Q. 9. Consider the following demand scenario:

Quantity | Probability |

2,000 | 3% |

2100 | 8% |

2200 | 15% |

2300 | 30% |

2400 | 17% |

2500 | 12% |

2600 | 10% |

2700 | 5% |

SUPPOSE THE MANUFACUTURER PRODUCES AT A COST OF $20/UNIT. THE DISTRIBUTOR SELLS TO END CUSTOMERS FOR $50/UNIT DURING SEASON, UNSOLD UNITS ARE SOLD FOR $10/UNIT AFTER SEASON.

B. Suppose the manufacturer is make-to-order; that is, the timing of events is as follows:

- The distributor orders before it receives demand from end customer.
- The manufacturer produces the amount ordered by the distributor.
- Customer demand is observed.

Suppose the manufacturer sells to the distributor at $40/unit, how much will the distributor order? Wheat is the expected profit for the manufacturer and distributor?

Find an option contract such that both the manufacturer and distributor enjoy a higher expected profit than (b)(i). What is the expected profit for the manufacturer and the distributor?

C. Suppose the manufacturer is make-to-stock; that is, the timing of events is as follows:

The manufacturer produces a certain amount.

The distributor observes demand

The distributor orders from the manufacturer

Using the same wholesale price contract as part (b)(i), calculate the production/inventory level of the manufacturer. What is the expected profit for the manufacturer and distributor? Compare your results with part (b)(i).

Find a cost-sharing contract such that both the manufacturer and distributor enjoy a higher expected profit that that in (c)(i), and calculated their expected profits.

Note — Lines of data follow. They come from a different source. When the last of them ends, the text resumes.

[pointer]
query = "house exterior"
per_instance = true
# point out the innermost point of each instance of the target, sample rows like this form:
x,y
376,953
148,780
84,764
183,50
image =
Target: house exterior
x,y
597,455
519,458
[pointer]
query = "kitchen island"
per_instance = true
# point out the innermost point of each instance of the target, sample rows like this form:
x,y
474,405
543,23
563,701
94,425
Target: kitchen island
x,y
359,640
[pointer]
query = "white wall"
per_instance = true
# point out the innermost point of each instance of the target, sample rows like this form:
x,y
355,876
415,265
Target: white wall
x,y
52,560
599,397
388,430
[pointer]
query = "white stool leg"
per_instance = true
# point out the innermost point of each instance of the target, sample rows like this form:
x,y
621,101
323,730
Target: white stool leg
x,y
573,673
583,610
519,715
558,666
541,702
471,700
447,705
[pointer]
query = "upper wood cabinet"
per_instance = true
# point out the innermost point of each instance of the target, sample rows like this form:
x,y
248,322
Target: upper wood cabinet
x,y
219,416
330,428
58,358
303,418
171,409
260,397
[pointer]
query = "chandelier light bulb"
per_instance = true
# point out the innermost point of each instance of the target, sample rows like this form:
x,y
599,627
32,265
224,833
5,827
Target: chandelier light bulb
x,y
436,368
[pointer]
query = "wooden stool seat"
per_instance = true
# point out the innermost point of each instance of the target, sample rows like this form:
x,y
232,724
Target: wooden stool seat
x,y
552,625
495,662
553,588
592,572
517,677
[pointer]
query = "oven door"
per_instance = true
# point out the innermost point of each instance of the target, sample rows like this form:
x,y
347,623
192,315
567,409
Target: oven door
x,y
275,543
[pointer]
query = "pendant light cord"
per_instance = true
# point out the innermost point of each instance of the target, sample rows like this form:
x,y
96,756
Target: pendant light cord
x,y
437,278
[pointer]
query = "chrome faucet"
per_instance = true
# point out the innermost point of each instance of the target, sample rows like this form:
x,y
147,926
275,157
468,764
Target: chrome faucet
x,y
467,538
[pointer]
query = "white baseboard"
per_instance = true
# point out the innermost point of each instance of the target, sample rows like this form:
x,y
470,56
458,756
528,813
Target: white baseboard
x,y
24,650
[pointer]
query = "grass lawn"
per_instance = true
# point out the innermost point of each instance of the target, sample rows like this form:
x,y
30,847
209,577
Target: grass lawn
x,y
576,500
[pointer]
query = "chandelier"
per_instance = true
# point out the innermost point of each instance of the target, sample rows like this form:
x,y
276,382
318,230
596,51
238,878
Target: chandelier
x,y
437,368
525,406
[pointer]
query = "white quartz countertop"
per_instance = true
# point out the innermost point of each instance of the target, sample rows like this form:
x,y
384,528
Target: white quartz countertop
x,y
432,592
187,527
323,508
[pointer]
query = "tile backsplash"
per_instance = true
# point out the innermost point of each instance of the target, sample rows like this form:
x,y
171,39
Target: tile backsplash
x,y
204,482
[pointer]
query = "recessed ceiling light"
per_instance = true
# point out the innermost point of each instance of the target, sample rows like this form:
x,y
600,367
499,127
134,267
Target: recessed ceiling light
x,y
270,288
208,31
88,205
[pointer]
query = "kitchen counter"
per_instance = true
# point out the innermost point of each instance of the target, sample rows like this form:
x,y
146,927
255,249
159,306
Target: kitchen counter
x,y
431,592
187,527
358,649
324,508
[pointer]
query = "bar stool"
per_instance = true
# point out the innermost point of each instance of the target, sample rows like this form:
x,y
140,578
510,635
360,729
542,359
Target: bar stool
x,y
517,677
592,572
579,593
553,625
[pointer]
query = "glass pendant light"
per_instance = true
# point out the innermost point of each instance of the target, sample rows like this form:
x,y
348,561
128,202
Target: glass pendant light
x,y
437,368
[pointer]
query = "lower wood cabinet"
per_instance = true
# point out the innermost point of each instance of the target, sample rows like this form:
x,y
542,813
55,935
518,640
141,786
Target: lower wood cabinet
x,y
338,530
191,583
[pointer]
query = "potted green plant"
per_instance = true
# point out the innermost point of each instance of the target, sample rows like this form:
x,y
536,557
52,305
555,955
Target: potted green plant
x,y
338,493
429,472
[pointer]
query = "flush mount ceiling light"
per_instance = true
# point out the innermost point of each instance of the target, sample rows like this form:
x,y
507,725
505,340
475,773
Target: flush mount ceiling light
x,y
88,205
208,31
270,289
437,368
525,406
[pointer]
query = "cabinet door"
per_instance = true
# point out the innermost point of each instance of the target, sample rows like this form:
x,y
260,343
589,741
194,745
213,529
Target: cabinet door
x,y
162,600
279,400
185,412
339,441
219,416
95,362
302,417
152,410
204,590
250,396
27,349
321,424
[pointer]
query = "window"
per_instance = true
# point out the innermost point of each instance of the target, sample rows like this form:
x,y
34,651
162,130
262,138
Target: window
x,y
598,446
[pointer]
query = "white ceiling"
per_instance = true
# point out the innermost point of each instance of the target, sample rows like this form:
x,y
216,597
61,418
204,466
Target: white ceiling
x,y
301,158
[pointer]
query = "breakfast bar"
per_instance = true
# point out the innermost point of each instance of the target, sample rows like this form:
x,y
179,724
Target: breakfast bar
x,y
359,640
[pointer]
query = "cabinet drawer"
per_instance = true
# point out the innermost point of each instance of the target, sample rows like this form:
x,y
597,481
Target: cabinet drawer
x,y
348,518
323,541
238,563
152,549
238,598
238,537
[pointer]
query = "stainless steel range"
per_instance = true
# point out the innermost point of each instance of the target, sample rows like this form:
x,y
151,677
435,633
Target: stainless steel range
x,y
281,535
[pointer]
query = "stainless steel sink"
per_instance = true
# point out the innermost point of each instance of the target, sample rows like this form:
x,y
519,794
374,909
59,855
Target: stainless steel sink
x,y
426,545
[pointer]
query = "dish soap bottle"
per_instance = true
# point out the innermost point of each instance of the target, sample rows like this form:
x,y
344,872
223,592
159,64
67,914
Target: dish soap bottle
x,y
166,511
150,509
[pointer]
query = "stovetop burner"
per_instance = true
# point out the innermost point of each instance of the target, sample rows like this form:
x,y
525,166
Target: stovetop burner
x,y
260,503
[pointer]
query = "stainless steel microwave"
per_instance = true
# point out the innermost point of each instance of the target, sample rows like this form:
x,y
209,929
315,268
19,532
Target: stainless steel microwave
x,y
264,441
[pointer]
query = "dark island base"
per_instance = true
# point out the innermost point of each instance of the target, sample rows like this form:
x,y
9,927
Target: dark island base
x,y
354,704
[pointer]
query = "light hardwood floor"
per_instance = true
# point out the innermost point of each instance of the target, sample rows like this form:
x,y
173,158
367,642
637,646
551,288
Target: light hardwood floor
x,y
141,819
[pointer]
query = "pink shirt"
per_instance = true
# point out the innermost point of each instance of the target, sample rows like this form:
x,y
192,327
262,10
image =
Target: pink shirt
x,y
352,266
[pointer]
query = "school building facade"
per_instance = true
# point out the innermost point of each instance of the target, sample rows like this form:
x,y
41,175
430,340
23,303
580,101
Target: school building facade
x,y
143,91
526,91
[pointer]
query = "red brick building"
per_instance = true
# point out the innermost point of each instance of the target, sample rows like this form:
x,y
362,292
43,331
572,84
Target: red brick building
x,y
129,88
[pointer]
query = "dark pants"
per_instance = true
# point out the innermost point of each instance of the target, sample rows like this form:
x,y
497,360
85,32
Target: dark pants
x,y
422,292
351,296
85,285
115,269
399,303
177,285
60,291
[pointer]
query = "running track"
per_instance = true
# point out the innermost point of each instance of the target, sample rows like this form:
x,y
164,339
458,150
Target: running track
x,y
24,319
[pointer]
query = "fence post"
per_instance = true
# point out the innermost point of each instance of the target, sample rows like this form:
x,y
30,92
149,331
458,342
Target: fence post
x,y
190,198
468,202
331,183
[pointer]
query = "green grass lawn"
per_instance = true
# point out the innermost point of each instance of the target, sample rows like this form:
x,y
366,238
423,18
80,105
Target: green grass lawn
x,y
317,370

Q. 10. Using the data of Question 9, suppose the manufacturer has an inflated demand forecast as follows:

Quantity | Probability |

2200 | 5% |

2300 | 6% |

2400 | 10% |

2500 | 17% |

2600 | 30% |

2700 | 17% |

2800 | 12% |

2900 | 3% |

Suppose the manufacturer is make-to-order (timing of events as in 9(b)). Using your contracts in Question 9(b)(ii)., find the order quantity, and expected profits of the distributor and of the manufacturer. Compare your answers with 9(b)(ii).

Suppose the manufacturer is make-to-stock (timing of events as in 9(c)). Using your contracts in Question 9(c)(ii), find the production quantity, expected profits of the manufacturer and of the distributors. Compare your answers with 9(c)(ii)

If you are the distributor and you have the choice of revealing the true demand forecast or inflated demand forecast to the manufacturer, what will you do in each case? Explain.